In this paper, we follow a path that IMP researchers (Araujo & Easton, 1999, Bowey & Easton, 2007 and Batt, 2008) have established in investigating the intersections and synergies between the actor-resource-activity (ARA) model (Håkansson & Johanson, 1992, Håkansson & Snehota, 1995, Harrison & Prenkert, 2009 and Lenney & Easton, 2009) and the concept of social capital (Bourdieu, 1986, Nahapiet & Ghoshal, 1998 and Adler & Kwon, 2002). Our contribution is to propose that the intersection of ARA and social capital, characterized by actors mobilizing resources, is through their activities intensified by developing trust, which we understand to be both cognitive and heuristic (Ford, et al., 2010).
We address three questions, of how actors: (1) acquire resources in and from radically different settings, in pursuing business activities; (2) develop and draw upon trust in connection with their attempts to mobilize – especially intangible – resources; and (3) change the social and economic capitals associated with their business contexts, for instance as an extension or intensification of actors' bonds, as they go about trusting others and assessing the trustworthiness of others. IMP researchers have long established that actors depend on one another for a significant proportion of the resources required for their business activities and that resources are inherently uncertain and complex entities to exchange, often revealing their qualities in use (Håkansson & Waluszewski, 2002, Gadde et al., 2003, Harrison & Waluszewski, 2008 and Baraldi & Strömsten, 2009). As such, exchanges of resources are typically interactive and relational rather than transactional (Håkansson & Ford, 2002, Harrison, 2004 and Ford & Håkansson, 2006).
We present and analyse three contrasting cases drawn from a project on ‘doing business networking’, in which actors have recognized that trust is important as they seek to mobilize resources in settings that have complex social and economic features. In Section 2 we examine the similarities and differences between the ARA model, social capital and trust, all understood from the perspective of action and interaction, ahead of but not to the exclusion of a structural perspective. We explain our research design in Section 3 and present our three cases in Section 4. In Section 5, we compare and contrast our cases, showing how, from a perspective of action, actors experience vulnerability and trust as they seek to mobilize resources. Section 6 concludes.

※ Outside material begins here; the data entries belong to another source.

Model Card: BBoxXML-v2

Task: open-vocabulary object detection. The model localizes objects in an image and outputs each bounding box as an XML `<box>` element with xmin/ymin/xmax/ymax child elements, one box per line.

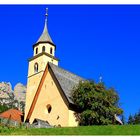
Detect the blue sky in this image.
<box><xmin>0</xmin><ymin>5</ymin><xmax>140</xmax><ymax>120</ymax></box>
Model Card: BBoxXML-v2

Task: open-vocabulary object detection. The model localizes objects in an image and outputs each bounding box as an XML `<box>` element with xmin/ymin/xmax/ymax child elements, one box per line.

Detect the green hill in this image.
<box><xmin>0</xmin><ymin>125</ymin><xmax>140</xmax><ymax>135</ymax></box>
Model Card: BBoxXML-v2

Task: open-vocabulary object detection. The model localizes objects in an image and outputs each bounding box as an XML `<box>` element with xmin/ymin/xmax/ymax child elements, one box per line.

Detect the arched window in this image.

Bowey and Easton (2007, p. 277) combined the IMP group's ARA model with social capital and investigated entrepreneurship given Ring's (1997) construct of ‘resilient trust’. We differ by focusing on action and so investigating how actors recognize that they become vulnerable especially in making exchanges of resources, which are of strategic importance. Hence, Ring's (1997) category of ‘fragile trust’ has a greater resonance for us, given the qualities of exchanging resources. Furthermore, where actors recognize and to some extent voluntarily make themselves vulnerable, given some overall business plan or strategy, this is congruent with their ways of coping, their heuristics being additional activities (Uzzi, 1997 and McEvily et al., 2003). The vulnerability has at least two sources: the uncertainties over the qualities of a resource being mobilized, and of counterparts in an exchange being committed and capable of attending to that activity over time. Finally, calculation and non-calculation loom large, as sets of managerial practices in business contexts. The ARA model, and in particular, its characterization of resources, is socio-economic, combing dimensions and components associated with both economic and social capital (Bourdieu, 1986). Where resources are mobilized, the additions of social economic capital as concepts, leads us to concentrate on how actors translate resources between settings which vary in the extent to which their norms and customs are in the framing of social or economic capital.